Since we are looking for a formula for n≥0, f(0) is the first term in the series. Since f(0)=7, we can expect 7 to be a constant term in the formula, and the remaining part of the formula to contain the factor n.

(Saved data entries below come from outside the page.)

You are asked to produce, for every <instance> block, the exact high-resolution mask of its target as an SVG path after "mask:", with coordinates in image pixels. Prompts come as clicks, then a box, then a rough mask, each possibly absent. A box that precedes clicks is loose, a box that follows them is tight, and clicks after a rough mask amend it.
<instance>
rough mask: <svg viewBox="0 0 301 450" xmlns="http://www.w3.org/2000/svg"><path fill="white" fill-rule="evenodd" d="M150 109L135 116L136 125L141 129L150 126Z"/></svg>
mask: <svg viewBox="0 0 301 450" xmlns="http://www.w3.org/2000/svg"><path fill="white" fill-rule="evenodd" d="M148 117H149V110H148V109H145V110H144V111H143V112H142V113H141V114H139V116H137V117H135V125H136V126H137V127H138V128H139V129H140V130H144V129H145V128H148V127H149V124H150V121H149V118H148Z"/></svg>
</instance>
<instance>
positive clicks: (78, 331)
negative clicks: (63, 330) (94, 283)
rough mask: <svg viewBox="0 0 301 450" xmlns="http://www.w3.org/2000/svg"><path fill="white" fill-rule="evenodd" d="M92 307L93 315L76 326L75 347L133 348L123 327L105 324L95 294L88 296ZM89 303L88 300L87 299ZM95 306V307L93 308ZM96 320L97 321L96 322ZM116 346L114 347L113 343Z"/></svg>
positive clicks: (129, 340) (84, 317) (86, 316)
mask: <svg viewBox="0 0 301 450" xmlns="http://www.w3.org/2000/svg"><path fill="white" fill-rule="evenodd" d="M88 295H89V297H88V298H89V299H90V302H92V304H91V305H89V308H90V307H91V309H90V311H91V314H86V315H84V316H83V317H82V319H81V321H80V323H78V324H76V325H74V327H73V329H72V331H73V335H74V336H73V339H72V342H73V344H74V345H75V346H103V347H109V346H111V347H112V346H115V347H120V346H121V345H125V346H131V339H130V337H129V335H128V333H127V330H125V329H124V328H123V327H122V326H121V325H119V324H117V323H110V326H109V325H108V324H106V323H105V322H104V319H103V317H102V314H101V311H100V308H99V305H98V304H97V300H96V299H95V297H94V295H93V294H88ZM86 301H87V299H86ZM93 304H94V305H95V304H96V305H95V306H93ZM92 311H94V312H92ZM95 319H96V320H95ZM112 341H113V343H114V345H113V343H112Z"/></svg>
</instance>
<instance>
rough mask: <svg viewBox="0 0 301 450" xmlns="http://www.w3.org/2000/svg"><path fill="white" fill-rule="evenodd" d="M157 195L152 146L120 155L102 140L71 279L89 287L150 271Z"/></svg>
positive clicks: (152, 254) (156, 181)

If we look at the series: 7, 9, 15, 29, 59, 121 and take the differences between consecutive pairs we get:

2, 6, 14, 30, 62

If we take half of these we get:

1, 3, 7, 15, 31 which can be represented by 2ⁿ-1. Therefore doubling gives 2(2ⁿ-1). And f(n)-f(n-1)=2(2ⁿ-1), so f(n)=f(n-1)+2(2ⁿ-1).

f(n-1)+2(2ⁿ-1)=2n-7+2f(n-1) from which

f(n-1)=2(2ⁿ-1)-2n+7, therefore f(n)=2(2ⁿ-1)-2n+7+2(2ⁿ-1)=4(2ⁿ-1)-2n+7.

Check formula for n=0 to 5:

f(0)=7, f(1)=9, f(2)=15, f(3)=29, f(4)=59, f(5)=121. The formula in the question doesn’t generate the correct series. So **f(n)=4(2ⁿ-1)-2n+7**.